3.3. ^ Частное богослужение есть богослужение, которое совершается в зависимости от желания одного или нескольких христиан. Частное богослужение может совершаться священнослужителем как в храме, так и вне его. Наиболее типичной разновидностью частного богослужения являются так называемые требы: крещение, венчание, освящение жилища и т. п. Однако многие разновидности частного богослужения больше напоминают общественное, например, совершение постом таинства соборования в храме, а также молебен, панихида и др. Вместе с тем указанные службы, как и прочие виды частного богослужения, отличаются от общественного 1) низкой степенью регламентированности в от­ношении времени совершения службы (регламентация имеет по преи­муществу отрицательный, ограничительный характер), 2) необязательно­стью. В большинстве случаев службу возглавляет священник.

3.4. Домашнюю (келейную) молитву для единообразия (в известной степени метафорически) можно назвать домашним богослужением (см.: [Каледа 1997 : 168–179]). Домашнее богослужение есть богослужение, совершаемое христианами (одним или несколькими) дома (в келье, в дороге и т. д.), как правило, в отсутствие священника. Сюда следует отнести совершение утреннего и вечернего молитвенного правила, молитвы перед трапезой и после трапезы, чтение акафистов, а также чтение Св. Писания. Домашнее богослужение не чуждо определенной регламен­тации, некоторые его части можно считать обязательными (в первую оче­редь утреннее и вечернее правило); однако «сверхчастный» его характер в большинстве случаев исключает общезначимость имеющейся регламентации.
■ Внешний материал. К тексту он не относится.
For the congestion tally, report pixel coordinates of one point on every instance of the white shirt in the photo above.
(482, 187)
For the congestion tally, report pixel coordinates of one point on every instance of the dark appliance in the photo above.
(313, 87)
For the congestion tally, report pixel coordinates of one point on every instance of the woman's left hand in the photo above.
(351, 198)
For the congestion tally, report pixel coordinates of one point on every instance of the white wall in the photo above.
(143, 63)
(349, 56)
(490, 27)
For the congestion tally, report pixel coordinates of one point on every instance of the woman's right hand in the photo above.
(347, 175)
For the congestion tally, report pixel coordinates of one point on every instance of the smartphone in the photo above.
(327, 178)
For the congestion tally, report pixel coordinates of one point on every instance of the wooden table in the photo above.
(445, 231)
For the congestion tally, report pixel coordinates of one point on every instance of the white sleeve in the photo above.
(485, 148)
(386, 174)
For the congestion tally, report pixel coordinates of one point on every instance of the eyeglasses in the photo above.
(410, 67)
4. Рассмотрим конкретный состав цсл. текстов, определяемый дефиницией СЦСЯ.

4.1. При общественном богослужении употребляются следующие богослужебные книги: Евангелие, Апостол, Псалтирь, Служебник, Часослов, Октоих, Триодь (Постная и Цветная), Ирмологий, Минея.

4.1.1. Служебное Евангелие содержит текст четырех Евангелий в их обычном порядке (апракос в настоящее время не используется) с разбивкой на зачала и с добавлением начальных формул для каждого зачала (в большинстве случаев – Во время оно…). Текст служебного Евангелия стабилен, некоторые расхождения между изданиями можно усмотреть в области орфографии1.
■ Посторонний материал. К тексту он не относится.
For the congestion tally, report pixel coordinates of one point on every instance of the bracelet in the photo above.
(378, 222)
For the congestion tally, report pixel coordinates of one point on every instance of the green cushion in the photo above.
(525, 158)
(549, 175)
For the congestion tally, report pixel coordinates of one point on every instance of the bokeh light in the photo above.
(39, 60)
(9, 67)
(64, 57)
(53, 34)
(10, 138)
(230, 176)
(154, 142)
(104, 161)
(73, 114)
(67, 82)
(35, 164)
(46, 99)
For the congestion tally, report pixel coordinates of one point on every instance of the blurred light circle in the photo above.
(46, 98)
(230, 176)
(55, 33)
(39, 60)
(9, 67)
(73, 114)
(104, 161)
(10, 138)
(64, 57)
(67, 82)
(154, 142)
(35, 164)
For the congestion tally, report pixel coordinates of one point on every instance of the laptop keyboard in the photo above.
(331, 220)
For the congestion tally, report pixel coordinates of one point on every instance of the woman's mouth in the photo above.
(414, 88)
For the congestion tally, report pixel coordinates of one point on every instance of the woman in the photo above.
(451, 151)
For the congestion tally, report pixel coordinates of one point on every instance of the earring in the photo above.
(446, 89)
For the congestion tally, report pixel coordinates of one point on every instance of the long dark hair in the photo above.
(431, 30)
Наряду со служебным Евангелием существует четий текст Евангелия (в составе Елизаветинской Библии), который содержит довольно зна­чительные отличия от служебного текста (последовательно устранены формы 2 л. ед. ч. аориста и имперфекта с заменой на соответствующие формы перфекта1, наблюдаются расхождения в области морфологии, сло­вообразования, лексики, синтаксиса).

Евангелие, являясь частью Нового Завета, характеризуется закрытой структурой.